The service was something Fieldforce knew they could accomplish long before they approached ActewAGL in 2001 with the proposal to combine the reading of water, electricity and gas meters throughout Canberra. With approximately 370,000 meters being read simultaneously every three months, the implementation of the new contract is approaching its final stages following the formal contract signing in April 2004. All that remains to be done are final integrity checks of account data and the conversion of a few non-standard accounts to the new format, and this should be completed by March 2005.

The city of Canberra has a population of 324,0001 (the Australian population is approximately 20.2 million2) It is Australia’s national and political capital, and naturally the satisfaction of residential and commercial customers was as important as in any other city.

ActewAGL provides water, natural gas and electricity services to approximately 140,000 water customers, 144,000 electricity customers and 90,000 gas customers throughout the Australian Capital Territory. The utility also provides natural gas in some regional areas of New South Wales.

THE PROCESS

Although holistically coming under the one banner of ActewAGL, the reading of electricity and water meters was previously done independently of each other until 1998, when it was decided that both water and electricity meters would be read jointly. Fieldforce Services was contracted by ActewAGL towards the end of the combining of electricity and water meter reading and so was exposed to the possibilities of joint meter reading. Gas meter reading came under a separate contract up until April 2004, when the latest combined reading contract was formulated.

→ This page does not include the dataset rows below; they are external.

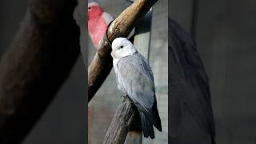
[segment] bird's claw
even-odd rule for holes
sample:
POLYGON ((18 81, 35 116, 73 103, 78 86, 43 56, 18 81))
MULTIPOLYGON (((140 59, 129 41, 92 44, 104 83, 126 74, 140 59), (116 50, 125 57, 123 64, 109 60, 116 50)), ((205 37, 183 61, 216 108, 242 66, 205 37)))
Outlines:
POLYGON ((122 102, 124 102, 127 98, 127 94, 121 95, 121 98, 122 98, 122 102))

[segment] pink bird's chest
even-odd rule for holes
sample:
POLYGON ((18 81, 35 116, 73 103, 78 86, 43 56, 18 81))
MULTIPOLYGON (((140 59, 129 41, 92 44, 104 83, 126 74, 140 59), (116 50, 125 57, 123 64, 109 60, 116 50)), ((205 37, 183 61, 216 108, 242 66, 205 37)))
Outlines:
POLYGON ((90 19, 88 22, 90 36, 95 46, 98 46, 100 40, 103 38, 107 25, 102 17, 99 18, 90 19))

Before the establishment of the latest contract, gas meter reading had been the responsibility of a network operation and maintenance company, Agility Management, with the responsibility for billing gas customers coming under the framework of an associated ‘retail’ arm of the same company, AGL (The Australian Gas Light Company). Both these organisations are contracted to ActewAGL in the Australian Capital Territory to perform those services.

Fieldforce, on the other hand, was contracted to read water and electricity meters for ActewAGL and was contracted to Agility to read gas meters. As such, there were separate contracts for separate reading services, thus duplicating the legal and administrative framework. Fieldforce Services had meter readers walking around Canberra with hand-held computers reading meters in properties they had been to possibly only a week or two before. One visit was for water and electricity meters, while another visit had to be made to read the gas meters.

Fieldforce and ActewAGL saw the opportunity to combine the efforts and make only one visit to each property during each read cycle, instead of two. The fact that Fieldforce was reading all three utilities in the one city expedited the move toward the combined reading contract, although it didn’t eliminate the obstacles associated with different customer databases. Luckily for Fieldforce, this was an area of expertise. Following 24 months of ongoing negotiation, contract preparation, systems and program development and considerable in-house testing by both parties, the contract was signed and the transition to the new way of operation has been relatively seamless and well ahead of schedule.

Traditional Meter Reading

Figure 1 - Traditional Meter Reading

THE CHALLENGES

The development of the contract that would encompass the reading of all services was of considerable importance. The contract had to include key performance standards from the previous contracts, ensuring that service standards were maintained across all areas and that all legal aspects were adequately covered. Expectations varied, given that there were previously two separate contracts and two separate principals, but the new contract under ActewAGL still had to include the expectations of Agility Management, the other principal responsible for the gas meter reading contract with Fieldforce Services. Under the new contract the parties developed a new common set of service standards for the successful provision of the services.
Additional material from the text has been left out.